Thousands of people come to this site every day. Some are curious about interracial relationships. Some are already happily swirled, others are hoping to get there. Then there’s the reader who’s not just a fence-sitter, she’s got a whole post up her ass. She’s who I’m talking to in this entry. The post-up-her-ass reader might be frustrated with her current dating situation, but is conflicted about interracial dating because she’s so deeply entrenched in what it MEANS to BE a black woman, with it’s crippling demands of her allegiance that every move she makes to cross the color line is met with her tripping and falling on her face because she insists in getting in her own way. Here’s five reasons why.
You’re biding your time until your Ideal Black Man/Black Kang comes along.

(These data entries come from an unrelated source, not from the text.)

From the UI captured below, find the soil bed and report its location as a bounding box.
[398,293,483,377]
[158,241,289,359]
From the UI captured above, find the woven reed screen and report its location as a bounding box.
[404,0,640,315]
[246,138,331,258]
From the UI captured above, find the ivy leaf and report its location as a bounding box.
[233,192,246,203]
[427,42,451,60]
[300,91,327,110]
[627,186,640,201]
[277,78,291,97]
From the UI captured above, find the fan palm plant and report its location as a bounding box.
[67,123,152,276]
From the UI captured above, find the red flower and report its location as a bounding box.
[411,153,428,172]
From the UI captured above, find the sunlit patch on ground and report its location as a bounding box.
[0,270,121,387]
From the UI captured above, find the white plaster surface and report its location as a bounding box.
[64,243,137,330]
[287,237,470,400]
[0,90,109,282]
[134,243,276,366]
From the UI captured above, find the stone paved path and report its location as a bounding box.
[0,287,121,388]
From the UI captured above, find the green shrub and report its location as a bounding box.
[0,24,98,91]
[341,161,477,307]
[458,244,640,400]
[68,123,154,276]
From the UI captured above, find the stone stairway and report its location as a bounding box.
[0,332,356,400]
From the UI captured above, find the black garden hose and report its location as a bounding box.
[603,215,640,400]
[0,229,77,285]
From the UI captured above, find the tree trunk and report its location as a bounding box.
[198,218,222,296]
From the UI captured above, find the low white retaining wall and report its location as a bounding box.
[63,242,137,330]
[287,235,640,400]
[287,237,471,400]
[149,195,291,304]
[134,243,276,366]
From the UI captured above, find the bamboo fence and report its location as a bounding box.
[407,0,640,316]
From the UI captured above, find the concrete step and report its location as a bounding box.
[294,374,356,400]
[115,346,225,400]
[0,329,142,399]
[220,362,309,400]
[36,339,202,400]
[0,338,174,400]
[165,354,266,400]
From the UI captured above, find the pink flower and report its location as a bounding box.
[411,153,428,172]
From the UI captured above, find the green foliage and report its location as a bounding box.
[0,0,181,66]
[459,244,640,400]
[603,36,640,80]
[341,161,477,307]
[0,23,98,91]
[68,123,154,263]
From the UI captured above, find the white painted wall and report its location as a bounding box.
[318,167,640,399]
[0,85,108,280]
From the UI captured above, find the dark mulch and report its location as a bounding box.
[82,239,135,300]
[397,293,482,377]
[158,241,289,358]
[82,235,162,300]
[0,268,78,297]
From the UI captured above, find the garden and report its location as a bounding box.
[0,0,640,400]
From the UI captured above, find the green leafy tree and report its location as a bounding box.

This woman has grown tired of painting her girlfriend’s toenails at the big-girl sleepovers every Friday night–you know, the ones she keeps having with her single and lonely friends to feel less single and lonely? This chick stumbled on Beyond Black & White whilst googling “Black Love” porn and got here by mistake. She’s intrigued by the idea of dating a rainbeau in hopes to gain the attention of territorial black men who will, she hopes, she prays, will suddenly see the light and realize how wonderful and beautiful she is and immediately prostrate themselves at her feet, begging for another chance. She’ll drop the white/brown/yellow/red guy upon the first whiff of interest from the man/men she REALLY wants and will leave the nice guy who thought she was lovely/charming/attractive enough to pursue.
You want a white guy who hates white people as much as you do.

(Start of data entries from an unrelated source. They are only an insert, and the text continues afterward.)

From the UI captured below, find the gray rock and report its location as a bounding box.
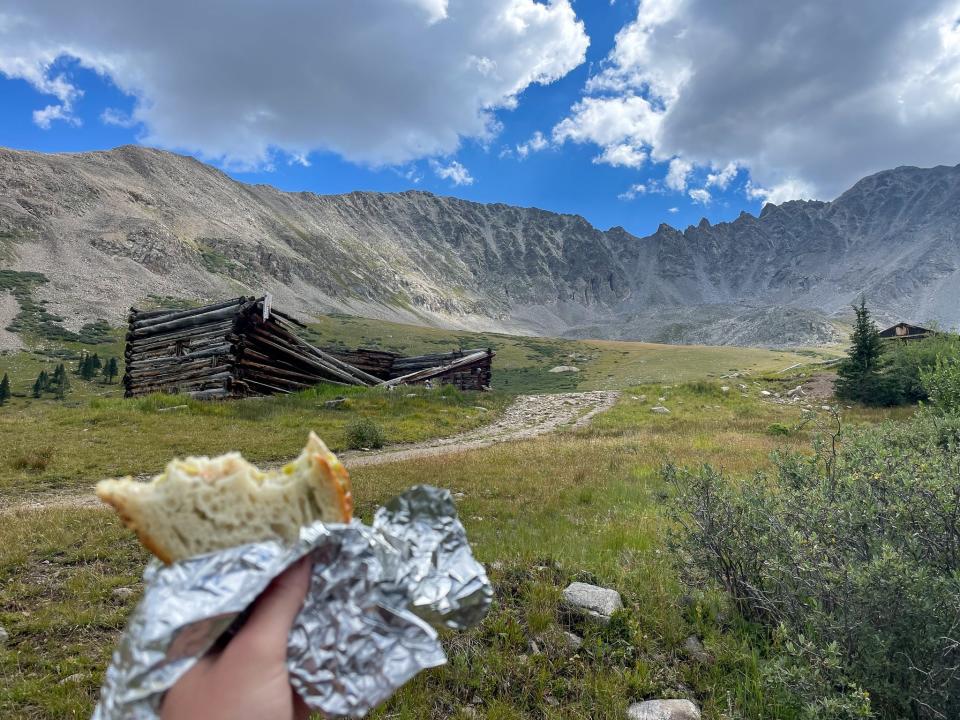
[563,630,583,652]
[627,700,700,720]
[563,582,623,622]
[58,673,87,685]
[683,635,713,663]
[0,146,960,346]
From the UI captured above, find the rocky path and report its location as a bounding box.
[0,390,619,515]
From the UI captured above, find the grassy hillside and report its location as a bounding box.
[0,382,905,720]
[0,316,809,497]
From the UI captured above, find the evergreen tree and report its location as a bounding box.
[79,353,103,380]
[53,363,70,400]
[33,370,50,398]
[103,358,120,383]
[834,298,888,405]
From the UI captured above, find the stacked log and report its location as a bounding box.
[123,297,254,398]
[123,296,494,399]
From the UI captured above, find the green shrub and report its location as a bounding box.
[883,333,960,405]
[920,353,960,412]
[347,417,387,450]
[665,408,960,719]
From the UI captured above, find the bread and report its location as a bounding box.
[96,433,353,564]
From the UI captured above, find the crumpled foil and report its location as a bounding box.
[93,486,493,720]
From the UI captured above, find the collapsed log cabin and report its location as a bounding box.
[123,295,494,399]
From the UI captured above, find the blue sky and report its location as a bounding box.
[0,0,960,234]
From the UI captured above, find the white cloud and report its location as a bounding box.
[33,103,81,130]
[746,178,816,205]
[553,95,661,167]
[617,183,647,200]
[554,0,960,199]
[0,0,589,167]
[517,130,550,159]
[664,158,693,192]
[593,144,647,168]
[430,160,473,185]
[707,162,738,190]
[100,108,137,128]
[687,188,713,205]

You want your rainbeau to basically self-flagellate every time you feel like ragging on white people. He’d better agree that every white man (except him) is racist and is hell-bent on the complete annihilation of the black race. If pet shopping, you’ll rip his balls off if he likes the white puppy more than the black puppy. And when it comes to the ills/problems/challenges in the black community, he is not allowed to have a negative opinion, because after all, everyone knows his people are responsible for everything bad that happens in the black community.
You’re a racism bloodhound.
The rainbeau who dates the racism bloodhound must measure every word and police his thoughts so as to not raise the hackles of this angry woman who will chew a dude’s gonads like a Trident bonus pack.

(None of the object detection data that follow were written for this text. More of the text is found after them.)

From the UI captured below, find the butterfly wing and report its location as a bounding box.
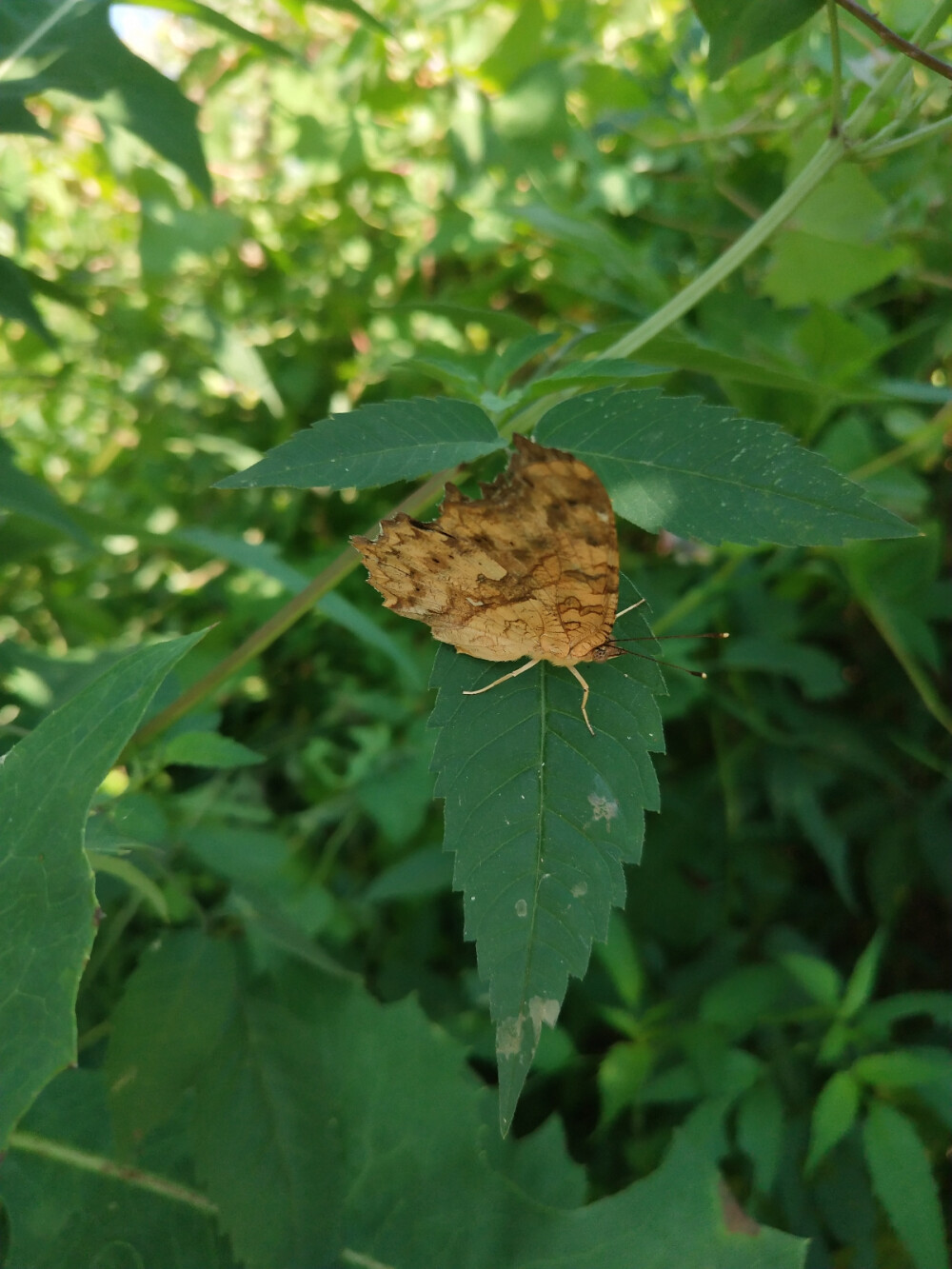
[353,437,618,664]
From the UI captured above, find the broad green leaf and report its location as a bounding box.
[0,0,212,197]
[3,1070,239,1269]
[803,1071,860,1173]
[163,731,264,770]
[692,0,823,80]
[738,1081,785,1194]
[486,331,559,392]
[0,433,92,547]
[195,998,345,1269]
[839,532,952,731]
[763,164,911,306]
[0,635,207,1142]
[863,1101,948,1269]
[430,582,663,1132]
[0,252,56,346]
[216,397,503,488]
[861,991,952,1034]
[853,1048,952,1091]
[717,635,846,701]
[536,388,915,545]
[106,930,236,1156]
[841,929,887,1018]
[123,0,293,57]
[199,979,803,1269]
[87,847,169,922]
[523,358,669,400]
[172,528,424,690]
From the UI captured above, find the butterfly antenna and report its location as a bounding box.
[612,631,730,679]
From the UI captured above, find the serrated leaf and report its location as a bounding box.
[0,635,207,1144]
[430,580,664,1132]
[3,1070,233,1269]
[804,1071,860,1173]
[163,731,264,770]
[216,397,503,488]
[863,1101,948,1269]
[536,388,915,545]
[106,930,236,1155]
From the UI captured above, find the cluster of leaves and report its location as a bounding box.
[0,0,952,1269]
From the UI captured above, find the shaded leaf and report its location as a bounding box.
[106,930,236,1155]
[163,731,264,770]
[0,436,92,547]
[0,635,207,1142]
[536,388,915,545]
[0,253,56,347]
[430,582,663,1131]
[216,397,503,488]
[804,1071,860,1173]
[863,1101,948,1269]
[3,1070,237,1269]
[692,0,823,79]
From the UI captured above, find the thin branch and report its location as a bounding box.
[837,0,952,80]
[826,0,843,137]
[126,468,458,752]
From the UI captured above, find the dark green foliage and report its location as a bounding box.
[0,0,952,1269]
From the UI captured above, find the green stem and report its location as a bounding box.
[130,468,457,758]
[826,0,843,137]
[10,1132,218,1216]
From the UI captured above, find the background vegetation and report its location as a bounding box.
[0,0,952,1269]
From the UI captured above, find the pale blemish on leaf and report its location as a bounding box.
[589,793,618,832]
[496,996,561,1059]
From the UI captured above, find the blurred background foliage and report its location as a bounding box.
[0,0,952,1269]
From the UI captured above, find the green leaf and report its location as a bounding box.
[0,0,212,198]
[803,1071,860,1173]
[738,1082,785,1194]
[163,731,264,770]
[536,388,915,545]
[430,580,663,1132]
[0,252,56,347]
[839,533,952,731]
[195,998,347,1269]
[841,929,887,1018]
[692,0,823,80]
[123,0,294,57]
[216,397,503,488]
[3,1070,239,1269]
[853,1048,952,1089]
[717,635,846,701]
[863,1101,948,1269]
[106,930,236,1156]
[763,164,913,307]
[0,433,92,547]
[0,635,207,1143]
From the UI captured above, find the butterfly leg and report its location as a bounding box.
[614,599,645,621]
[464,659,538,697]
[568,664,595,736]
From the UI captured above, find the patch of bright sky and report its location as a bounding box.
[110,0,182,79]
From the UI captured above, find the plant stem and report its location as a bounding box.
[826,0,843,137]
[129,468,458,758]
[10,1132,218,1216]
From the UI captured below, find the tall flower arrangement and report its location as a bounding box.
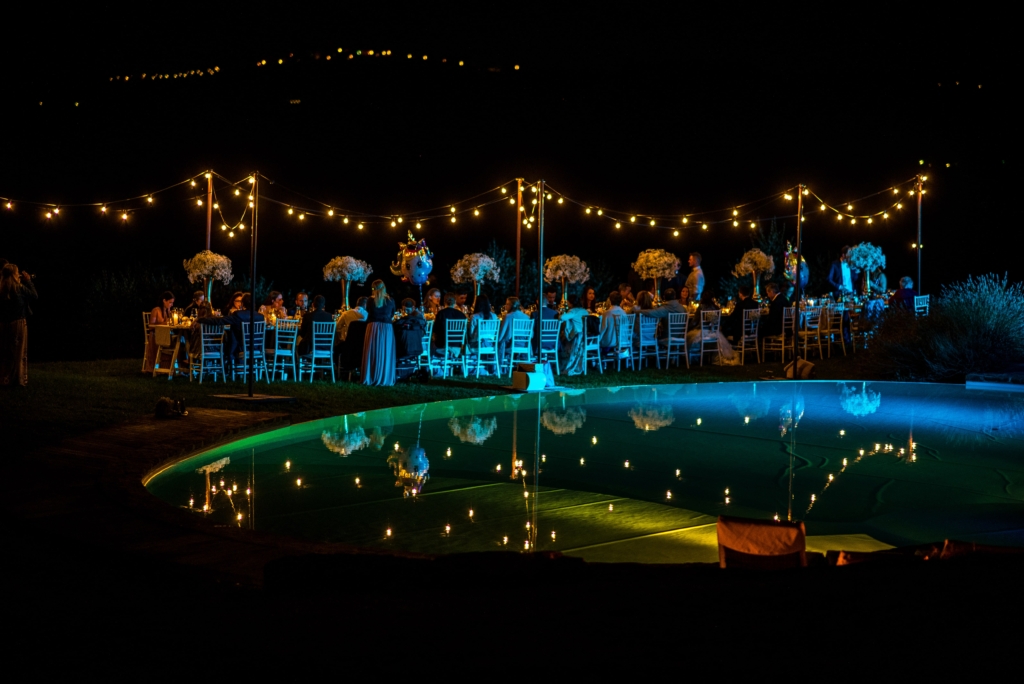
[633,250,679,293]
[324,257,374,311]
[181,250,234,302]
[452,252,502,303]
[544,254,590,308]
[732,248,775,295]
[847,243,886,295]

Just like a bloodhound, she wakes up every morning and sniffs for any hint of racism in every look in the eyes, facial twitch, perceived slight, comment, and written word. She is expert in deducing overt and covert racism and eats, drinks and breathes the air of the oppressed. This woman probably majored in African Studies. Just kidding.
You still care too much what the GAT-DL thinks about you.
The Guardians of All Things Dark and Lovely (GAT-DL) have you wrapped around their pinky fingers by some strings, pulling you this way and that like expert puppet masters. You may truly love your rainbeau, but any whiff of disapproval by the people you’re working so desperately to please throws you into panic and terror at the thought of being excommunicated from the GAT-DL. You’re willing to sacrifice your own happiness just for a pat on the head from people who would sooner see you die alone with 100 cats before you find five minute of happiness with a rainbeau. But you won’t complain. You’ll just fall in line like a good little sister soldier.
You think one person should be responsible for the collective.
You are unable to see people as individuals. You look at a white guy and see a racist, klan member, snobby elite, slave master, oppressor. Some random nut shoots up a school and you say to your guy, “Why do you folks always shoot up schools?” News of a sexual harassment case at a rural Wal*Mart and you might say, “You people are always exerting your power on the defenseless!!” Affirmative Action is challenged in the courts and you’re asking your guy why his people refuse to give your people a break at a better life.
But don’t let that the shoe go on the other foot. Because I’d bet you’d flip your lid if your rainbeau asked why black folks don’t read, have a bunch of out-of-wedlock babies, have a seething hatred of their women, and kill each other for sport.
Just saying. If you recognize yourself in any of the above, you just might NOT be ready for swirling.